Absolutismo inglês e Revolução Puritana
A Revolução Puritana, ou Guerra Civil Inglesa, deve ser entendida como a explosão dessas tensões acumuladas. De um lado estavam os partidários do rei, que defendiam a ampliação de sua autoridade; de outro, forças parlamentares e grupos religiosos que rejeitavam o autoritarismo monárquico.
Nesse contexto, o absolutismo inglês não foi apenas uma teoria política, mas uma prática percebida em decisões concretas de Carlos I. A cobrança de impostos sem aprovação parlamentar, a repressão a opositores e as imposições religiosas reforçaram a imagem de um rei que buscava governar sem limites efetivos.
A vitória do Parlamento e a execução de Carlos I, em 1649, mostraram o colapso desse projeto absolutista. O episódio teve enorme impacto histórico, pois rompeu com a ideia de intocabilidade do rei e abriu espaço para novas formulações sobre poder político e legitimidade.
Da Restauração à Revolução Gloriosa
Mesmo após a experiência republicana de Cromwell, a monarquia foi restaurada em 1660. No entanto, a volta dos Stuart não eliminou os conflitos sobre os limites do poder real. Carlos II e, depois, Jaime II retomaram práticas que despertaram o temor de uma restauração absolutista.
Jaime II, em especial, gerou forte oposição ao tentar ampliar sua autoridade e adotar medidas vistas como favoráveis ao catolicismo. Em uma sociedade marcada pela valorização do protestantismo e pelo medo de um poder régio sem freios, essas ações foram interpretadas como ameaça política e religiosa.
A Revolução Gloriosa, em 1688, consolidou a derrota do absolutismo inglês. A deposição de Jaime II e a ascensão de Guilherme e Maria ocorreram sob condições que reforçaram a supremacia do Parlamento, encerrando a possibilidade de uma monarquia absolutista nos moldes defendidos pelos Stuart.
Por que o absolutismo inglês é diferente de outros absolutismos
A principal diferença está no fato de que, na Inglaterra, a tentativa de absolutismo encontrou barreiras institucionais e sociais mais fortes.

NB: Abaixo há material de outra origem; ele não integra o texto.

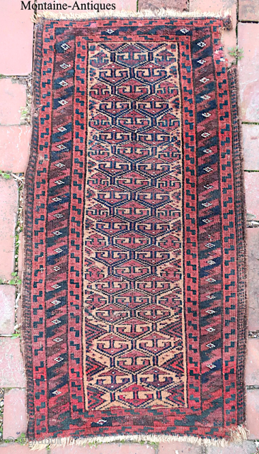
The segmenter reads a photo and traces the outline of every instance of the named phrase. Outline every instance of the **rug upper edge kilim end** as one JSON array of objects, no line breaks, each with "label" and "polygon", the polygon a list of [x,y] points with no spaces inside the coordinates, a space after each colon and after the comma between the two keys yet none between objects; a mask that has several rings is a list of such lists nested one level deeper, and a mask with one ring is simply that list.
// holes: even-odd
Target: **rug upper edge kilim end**
[{"label": "rug upper edge kilim end", "polygon": [[[199,18],[195,18],[195,19]],[[33,235],[32,223],[30,217],[33,215],[31,211],[31,203],[33,199],[33,175],[35,172],[35,168],[36,165],[36,157],[37,157],[37,140],[38,140],[38,113],[40,107],[40,101],[39,98],[40,94],[40,59],[42,57],[41,55],[41,49],[40,49],[40,43],[41,43],[41,33],[42,32],[42,29],[44,28],[45,21],[47,19],[44,19],[40,21],[40,23],[38,23],[35,27],[35,33],[38,35],[35,48],[35,65],[34,65],[34,106],[35,106],[35,115],[33,118],[33,138],[31,143],[31,154],[30,156],[30,162],[28,167],[27,173],[26,173],[26,195],[25,198],[28,201],[27,204],[27,213],[26,213],[26,222],[25,222],[25,237],[26,237],[26,243],[25,245],[25,268],[23,272],[23,338],[25,343],[25,350],[26,350],[26,368],[28,370],[27,379],[28,379],[28,416],[29,416],[29,426],[28,426],[28,436],[29,438],[31,438],[32,432],[30,431],[30,424],[32,427],[34,425],[34,411],[33,411],[33,402],[34,402],[34,396],[33,396],[33,380],[32,380],[32,376],[30,376],[30,370],[32,370],[32,359],[33,359],[33,350],[31,349],[30,342],[28,340],[30,338],[30,303],[28,304],[28,301],[30,301],[30,285],[28,284],[28,279],[30,279],[30,275],[31,272],[31,261],[32,261],[32,255],[31,255],[31,236]],[[62,21],[62,19],[60,19]],[[232,69],[231,71],[229,72],[229,75],[231,77],[231,80],[230,83],[231,84],[231,87],[234,89],[231,93],[232,95],[232,116],[234,118],[234,121],[236,123],[238,122],[238,116],[237,113],[237,101],[236,96],[234,96],[234,92],[236,93],[235,90],[236,90],[236,70]],[[235,187],[236,192],[235,193],[235,199],[236,204],[238,204],[240,200],[243,200],[243,182],[242,179],[241,165],[241,148],[240,143],[240,136],[239,133],[237,135],[237,131],[240,129],[234,129],[233,131],[233,137],[234,137],[234,160],[236,163],[234,165],[236,166],[236,169],[237,169],[237,172],[234,174],[235,177]],[[235,148],[236,147],[236,148]],[[235,151],[236,150],[236,151]],[[238,172],[238,175],[237,176]],[[243,189],[242,189],[243,188]],[[241,198],[242,196],[242,198]],[[246,258],[245,258],[245,245],[243,244],[243,235],[245,232],[245,221],[244,221],[244,208],[243,204],[241,204],[240,206],[238,208],[236,207],[236,210],[238,212],[238,216],[239,216],[239,223],[236,226],[237,233],[239,235],[239,251],[241,257],[239,258],[239,262],[238,263],[238,270],[239,270],[239,275],[241,275],[244,279],[243,284],[239,284],[239,298],[241,299],[241,301],[238,303],[238,326],[239,330],[242,333],[242,337],[241,338],[239,342],[239,348],[238,350],[239,353],[239,359],[238,360],[238,372],[239,374],[239,377],[241,377],[240,382],[238,380],[238,386],[239,387],[238,391],[238,399],[239,399],[239,408],[238,408],[238,424],[242,425],[244,423],[244,384],[243,384],[243,363],[244,363],[244,350],[246,348],[246,342],[245,339],[245,333],[246,330],[246,316],[245,316],[245,308],[246,307]],[[238,255],[238,257],[239,257]],[[241,286],[240,286],[241,285]],[[26,302],[27,301],[27,302]],[[238,335],[240,338],[240,333],[238,331]],[[27,341],[26,341],[27,340]],[[238,370],[240,372],[238,372]],[[241,374],[241,375],[240,375]],[[234,439],[235,436],[236,436],[236,433],[241,434],[241,437],[243,439],[246,438],[246,432],[241,428],[236,427],[236,429],[231,428],[231,432],[235,434],[233,436],[233,438]],[[54,436],[61,436],[62,438],[62,433],[57,433]],[[75,436],[76,438],[77,436]],[[135,438],[134,438],[135,437]],[[136,438],[137,437],[137,438]],[[141,437],[139,438],[139,437]],[[80,436],[80,438],[82,437]],[[202,443],[204,444],[212,444],[212,445],[220,445],[224,444],[229,441],[229,440],[226,440],[225,438],[207,438],[204,436],[200,436],[196,437],[192,437],[191,436],[182,436],[179,435],[168,435],[165,434],[164,436],[160,436],[157,433],[153,433],[152,435],[149,434],[143,434],[143,435],[137,435],[137,436],[129,436],[128,439],[131,439],[132,441],[139,441],[139,440],[146,440],[146,441],[154,441],[154,438],[156,441],[189,441],[191,443]],[[84,441],[86,443],[86,440],[93,440],[95,438],[94,436],[89,438],[86,438],[84,437]],[[102,439],[103,441],[110,441],[119,439],[125,439],[125,436],[123,436],[122,438],[120,436],[98,436],[98,438]],[[67,436],[66,438],[66,442],[69,441],[69,436]],[[97,439],[97,438],[96,438]],[[241,439],[241,438],[239,438]],[[37,441],[35,442],[34,445],[36,446]]]}]

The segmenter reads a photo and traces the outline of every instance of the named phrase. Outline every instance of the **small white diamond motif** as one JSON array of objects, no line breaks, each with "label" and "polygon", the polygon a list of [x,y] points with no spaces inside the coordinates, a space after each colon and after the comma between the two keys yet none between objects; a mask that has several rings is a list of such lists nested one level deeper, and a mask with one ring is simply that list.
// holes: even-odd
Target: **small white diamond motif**
[{"label": "small white diamond motif", "polygon": [[209,369],[214,369],[214,367],[216,367],[214,364],[207,364],[207,367],[209,367]]},{"label": "small white diamond motif", "polygon": [[67,70],[67,68],[69,68],[69,66],[71,66],[71,65],[67,65],[67,63],[62,63],[62,65],[59,65],[60,67],[62,67],[63,70]]},{"label": "small white diamond motif", "polygon": [[57,306],[57,304],[59,304],[59,303],[61,303],[61,301],[59,299],[54,299],[51,301],[51,304],[54,304],[54,306]]},{"label": "small white diamond motif", "polygon": [[62,49],[64,49],[64,50],[67,50],[67,49],[69,49],[70,48],[70,46],[67,44],[67,43],[64,43],[64,44],[62,44],[61,47],[62,48]]},{"label": "small white diamond motif", "polygon": [[215,245],[213,243],[207,243],[205,244],[206,248],[214,248]]},{"label": "small white diamond motif", "polygon": [[[202,82],[202,84],[206,84],[206,82],[208,82],[209,80],[209,79],[208,79],[207,77],[202,77],[202,79],[200,79],[200,82]],[[200,97],[202,97],[202,96],[200,96]],[[207,98],[206,98],[206,99],[207,99]]]},{"label": "small white diamond motif", "polygon": [[[202,99],[210,99],[211,96],[209,96],[208,94],[203,94],[202,96],[200,96],[202,98]],[[210,134],[209,134],[209,135],[210,135]],[[208,136],[207,136],[208,137]]]},{"label": "small white diamond motif", "polygon": [[208,333],[213,333],[215,330],[214,328],[212,328],[212,326],[209,326],[209,328],[206,328],[206,331],[208,331]]},{"label": "small white diamond motif", "polygon": [[57,290],[57,289],[60,289],[61,285],[59,285],[58,284],[54,284],[54,285],[51,286],[52,289],[54,289],[55,290]]},{"label": "small white diamond motif", "polygon": [[207,347],[208,348],[214,348],[215,345],[214,345],[214,343],[207,343],[206,347]]},{"label": "small white diamond motif", "polygon": [[60,361],[63,361],[64,358],[62,358],[62,356],[58,356],[57,358],[54,358],[54,361],[57,361],[57,362],[60,362]]},{"label": "small white diamond motif", "polygon": [[209,265],[215,265],[216,262],[214,260],[208,260],[207,263],[209,263]]},{"label": "small white diamond motif", "polygon": [[59,323],[61,323],[61,321],[58,319],[55,319],[54,320],[52,320],[52,323],[58,325]]}]

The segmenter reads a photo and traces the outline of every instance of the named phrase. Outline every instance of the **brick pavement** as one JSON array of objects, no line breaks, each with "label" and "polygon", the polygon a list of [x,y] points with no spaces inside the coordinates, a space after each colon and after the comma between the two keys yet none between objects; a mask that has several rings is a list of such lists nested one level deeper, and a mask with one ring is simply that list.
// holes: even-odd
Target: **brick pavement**
[{"label": "brick pavement", "polygon": [[[68,3],[71,3],[69,0]],[[31,12],[19,11],[17,0],[2,2],[0,16],[0,170],[23,174],[29,153],[30,126],[21,118],[26,106],[28,81],[32,70],[33,24]],[[117,9],[137,9],[136,0],[117,0]],[[243,122],[245,184],[248,219],[259,226],[259,0],[139,0],[139,10],[171,7],[178,11],[219,11],[230,9],[234,28],[224,31],[223,42],[230,65],[234,60],[229,48],[243,50],[238,61],[241,119]],[[236,28],[236,21],[238,21]],[[8,45],[6,45],[6,43]],[[11,77],[12,76],[12,77]],[[17,77],[19,76],[19,77]],[[27,101],[30,101],[28,99]],[[18,438],[25,428],[25,376],[20,339],[10,335],[21,322],[21,307],[15,310],[19,287],[8,284],[15,270],[22,272],[22,248],[15,252],[18,197],[16,180],[0,177],[0,387],[5,389],[4,438]],[[258,221],[257,223],[256,221]],[[251,224],[250,224],[251,225]],[[249,312],[247,385],[247,420],[249,441],[227,448],[205,448],[189,443],[160,445],[110,444],[96,448],[68,446],[50,448],[47,454],[254,454],[253,441],[259,439],[259,228],[248,228],[248,266]],[[20,234],[22,240],[22,235]],[[16,251],[17,253],[17,251]],[[18,255],[18,256],[17,256]],[[16,304],[17,306],[17,304]],[[27,454],[28,447],[0,443],[0,454]]]}]

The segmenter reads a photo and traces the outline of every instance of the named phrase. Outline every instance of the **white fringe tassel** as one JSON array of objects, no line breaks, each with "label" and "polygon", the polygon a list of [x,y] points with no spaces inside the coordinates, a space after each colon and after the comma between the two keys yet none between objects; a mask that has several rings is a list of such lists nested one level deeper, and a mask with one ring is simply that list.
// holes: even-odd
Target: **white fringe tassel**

O Parlamento não era uma instituição decorativa, mas um espaço real de disputa política, com capacidade de limitar o rei em momentos decisivos.
Além disso, a tradição jurídica inglesa fortalecia a noção de que o poder deveria respeitar direitos e costumes do reino. Isso dificultava a consolidação de um modelo em que a vontade real se colocasse acima de todas as demais referências políticas e legais.
Por isso, no estudo das Revoluções Inglesas, o absolutismo inglês aparece menos como um sistema plenamente consolidado e mais como um projeto contestado. Seu fracasso ajuda a explicar a formação de uma monarquia constitucional e a valorização do Parlamento na história política inglesa.
Perguntas frequentes
O absolutismo inglês foi igual ao absolutismo francês?
Não. Na Inglaterra, a tentativa de ampliar o poder do rei encontrou limites mais fortes, como o Parlamento e a tradição jurídica. Por isso, o absolutismo inglês foi mais instável e mais contestado.
Qual rei representa melhor o absolutismo inglês no contexto das Revoluções Inglesas?
Carlos I é o principal exemplo, porque tentou governar sem o Parlamento, impôs medidas fiscais e religiosas autoritárias e acabou enfrentando a Revolução Puritana.
A Revolução Gloriosa acabou com o absolutismo inglês?
Sim, no sentido de bloquear a possibilidade de uma monarquia absolutista. Após 1688, a supremacia do Parlamento foi reforçada e o poder do rei passou a ter limites mais definidos.
Por que religião e absolutismo estavam ligados na Inglaterra?
Porque os reis Stuart tentaram reforçar sua autoridade também por meio do controle religioso, especialmente pela defesa da Igreja Anglicana e por políticas que geraram desconfiança entre puritanos e outros grupos protestantes.